A few decades ago, I was relaxing in a hot tub with a couple of women friends (there’s a great Charles Addams cartoon of three witches doing the same in a cauldron), and one of them said, “What do you really want to be—not do, but be, ultimately?” Without any conscious thought, I said, “A wisewoman and an outrageous older woman.” I’ve been working on both these roles ever since. First I got the “Outrageous Older Woman” T-shirt. Then I wrote the song. And now it’s the title of the album of original songs I’m about halfway through recording.

I’m a shrink.
That’s the wisewoman side of me. I know many people believe that most therapists are crazy. I disagree. If your therapist is nuts or has a disastrous personal life, you’re not getting your money’s worth. Therapy is all about character (although I’ve heard some rollercoaster-ride plots while listening to clients’ stories). Therapists thrive on connection. They love their work because it opens windows onto the intimate world of others. That makes therapists a lot like storytellers. When I was active as a poet, I used to say, “All my stories are true.” As a novelist and short story writer, I say, “I make things up.” (Alternatively: “I tell lies for a living.”) But it’s really the same thing.

I was born to schmooze.
I’m a New Yorker. If I can say it, with my voice, my hands, or my fingers on the keyboard, I probably will. I love book launches and book tours, conventions and conferences, not for the books I’ll sell or the craft and business secrets I’ll learn, but for the schmoozing. Yes, I’m on Facebook. And I do love blogging.

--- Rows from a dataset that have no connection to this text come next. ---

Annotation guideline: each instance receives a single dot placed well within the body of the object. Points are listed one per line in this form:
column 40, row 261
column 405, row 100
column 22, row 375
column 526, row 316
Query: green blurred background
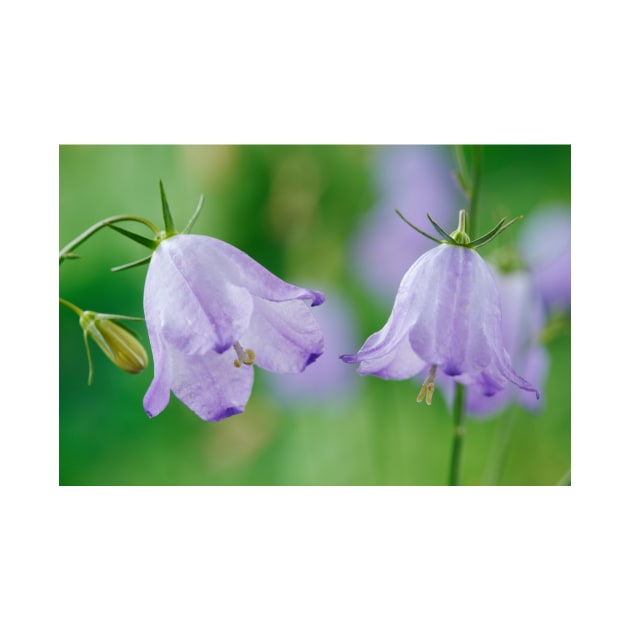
column 295, row 209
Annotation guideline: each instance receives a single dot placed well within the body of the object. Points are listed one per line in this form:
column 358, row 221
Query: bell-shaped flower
column 446, row 319
column 327, row 381
column 523, row 319
column 212, row 312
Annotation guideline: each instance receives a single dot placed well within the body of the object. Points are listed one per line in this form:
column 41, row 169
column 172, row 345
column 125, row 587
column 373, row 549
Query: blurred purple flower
column 523, row 319
column 545, row 246
column 327, row 380
column 446, row 317
column 212, row 312
column 415, row 180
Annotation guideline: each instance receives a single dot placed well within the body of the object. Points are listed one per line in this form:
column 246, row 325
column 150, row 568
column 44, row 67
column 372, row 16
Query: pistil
column 244, row 357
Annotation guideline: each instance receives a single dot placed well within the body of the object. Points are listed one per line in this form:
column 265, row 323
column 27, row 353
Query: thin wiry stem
column 459, row 415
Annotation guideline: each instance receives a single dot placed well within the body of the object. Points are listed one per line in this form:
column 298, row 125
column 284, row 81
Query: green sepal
column 500, row 227
column 147, row 242
column 462, row 183
column 169, row 225
column 135, row 263
column 441, row 232
column 417, row 229
column 194, row 216
column 69, row 255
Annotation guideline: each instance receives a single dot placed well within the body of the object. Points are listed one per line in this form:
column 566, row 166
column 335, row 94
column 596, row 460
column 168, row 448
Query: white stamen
column 428, row 387
column 245, row 357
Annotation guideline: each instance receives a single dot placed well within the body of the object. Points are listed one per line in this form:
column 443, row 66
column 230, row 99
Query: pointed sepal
column 169, row 225
column 143, row 240
column 417, row 229
column 194, row 216
column 135, row 263
column 499, row 227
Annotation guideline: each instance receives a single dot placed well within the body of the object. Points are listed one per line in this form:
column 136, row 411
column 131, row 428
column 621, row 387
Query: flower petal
column 210, row 313
column 400, row 363
column 284, row 336
column 411, row 295
column 459, row 328
column 210, row 385
column 246, row 272
column 159, row 392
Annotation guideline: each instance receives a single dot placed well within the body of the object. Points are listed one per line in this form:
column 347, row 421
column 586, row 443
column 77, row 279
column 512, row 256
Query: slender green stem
column 100, row 225
column 459, row 415
column 71, row 306
column 474, row 196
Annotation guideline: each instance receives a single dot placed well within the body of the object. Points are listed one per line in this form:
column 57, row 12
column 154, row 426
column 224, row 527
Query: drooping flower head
column 327, row 381
column 212, row 313
column 522, row 321
column 446, row 318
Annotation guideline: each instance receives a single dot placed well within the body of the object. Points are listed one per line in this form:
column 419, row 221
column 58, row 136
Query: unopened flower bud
column 117, row 342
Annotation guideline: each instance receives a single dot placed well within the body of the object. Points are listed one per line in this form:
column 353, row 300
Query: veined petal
column 210, row 313
column 400, row 363
column 284, row 336
column 412, row 294
column 210, row 385
column 459, row 328
column 159, row 392
column 246, row 272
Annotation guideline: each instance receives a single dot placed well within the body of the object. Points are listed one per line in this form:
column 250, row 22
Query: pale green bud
column 118, row 343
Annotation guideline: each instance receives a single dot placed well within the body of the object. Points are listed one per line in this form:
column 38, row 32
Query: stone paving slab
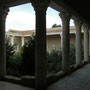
column 79, row 80
column 11, row 86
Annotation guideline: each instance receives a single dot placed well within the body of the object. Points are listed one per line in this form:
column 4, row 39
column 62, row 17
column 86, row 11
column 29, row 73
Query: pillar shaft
column 22, row 41
column 61, row 40
column 78, row 42
column 89, row 42
column 12, row 40
column 40, row 44
column 86, row 43
column 65, row 41
column 3, row 13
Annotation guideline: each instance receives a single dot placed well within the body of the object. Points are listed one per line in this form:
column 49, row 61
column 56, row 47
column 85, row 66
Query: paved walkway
column 10, row 86
column 79, row 80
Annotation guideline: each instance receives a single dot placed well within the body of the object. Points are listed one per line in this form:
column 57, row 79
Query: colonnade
column 40, row 8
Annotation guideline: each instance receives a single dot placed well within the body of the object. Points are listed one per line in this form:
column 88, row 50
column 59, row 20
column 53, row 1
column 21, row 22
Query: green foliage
column 72, row 55
column 55, row 25
column 54, row 61
column 9, row 52
column 15, row 65
column 28, row 57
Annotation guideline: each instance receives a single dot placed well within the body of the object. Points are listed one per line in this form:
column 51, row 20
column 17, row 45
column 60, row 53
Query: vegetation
column 28, row 57
column 55, row 25
column 9, row 52
column 23, row 63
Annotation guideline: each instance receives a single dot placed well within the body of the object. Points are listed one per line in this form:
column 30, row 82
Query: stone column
column 12, row 40
column 65, row 41
column 78, row 25
column 40, row 7
column 86, row 42
column 61, row 40
column 22, row 41
column 89, row 42
column 3, row 14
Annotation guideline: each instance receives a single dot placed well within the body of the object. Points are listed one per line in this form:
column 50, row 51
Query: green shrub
column 54, row 61
column 28, row 57
column 15, row 65
column 9, row 52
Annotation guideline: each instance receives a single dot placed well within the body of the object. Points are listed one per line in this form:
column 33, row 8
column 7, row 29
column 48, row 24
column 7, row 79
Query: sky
column 22, row 17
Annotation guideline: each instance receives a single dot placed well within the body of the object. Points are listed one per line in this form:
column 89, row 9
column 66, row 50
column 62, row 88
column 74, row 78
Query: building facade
column 53, row 38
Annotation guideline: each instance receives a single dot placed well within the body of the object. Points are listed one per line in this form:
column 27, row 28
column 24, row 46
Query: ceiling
column 79, row 8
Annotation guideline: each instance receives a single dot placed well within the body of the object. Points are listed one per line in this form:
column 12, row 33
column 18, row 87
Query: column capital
column 40, row 5
column 85, row 27
column 77, row 22
column 3, row 12
column 65, row 16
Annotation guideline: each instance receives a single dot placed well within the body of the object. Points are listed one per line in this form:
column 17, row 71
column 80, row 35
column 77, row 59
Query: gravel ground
column 79, row 80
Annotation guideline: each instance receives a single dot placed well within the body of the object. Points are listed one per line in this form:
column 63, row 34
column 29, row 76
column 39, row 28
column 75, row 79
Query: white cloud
column 52, row 20
column 20, row 20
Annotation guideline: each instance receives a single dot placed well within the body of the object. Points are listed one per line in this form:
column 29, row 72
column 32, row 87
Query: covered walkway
column 79, row 80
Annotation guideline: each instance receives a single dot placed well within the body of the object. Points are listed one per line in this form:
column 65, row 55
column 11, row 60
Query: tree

I want to make people laugh and cry.
I doubt that reading exactly which model of AK-47 a fictional assassin used moves even the most technophilic reader to tears. Nor is even the most ingenious locked room puzzle hilarious. Suspense arouses emotion, certainly, and good thriller writers can sure ratchet up the anxiety, frustration, and dread as the reader turns the pages. Suspense works even if the character is so flat that the only possible answer to the question, “What’s he like?” is, “Well, he was Tom Hanks in the movie.” But I don’t like to be scared. I want to be moved. It’s the characters, their emotions, and their interactions with each other that move me, and I want to move readers of my books and stories in the same way.

“So what have you written, Liz?”
Having given you a character-driven introduction, I guess I should mention my publication credits. My mystery series featuring recovering alcoholic Bruce Kohler (and his friends, Barbara the world-class codependent and Jimmy the computer genius) started with Death Will Get You Sober and includes Death Will Help You Leave Him and four short stories, the latest just out in the anthology, Murder New York Style: Fresh Slices. The third novel, Death Will Extend Your Vacation, is due in April 2012. My short stories have appeared in Ellery Queen’s Mystery Magazine and various anthologies and e-zines. Three have been nominated for the Agatha Award for Best Short Story. The two most recent, both in EQMM, featured Diego, a young marrano sailor with Columbus, whose story continues in a YA novel (so far unpublished). A standalone story about art theft at the Met will appear in EQMM next year. My author website is at www.elizabethzelvin.com. Along with SleuthSayers, I’ll continue to blog weekly at Poe’s Deadly Daughters.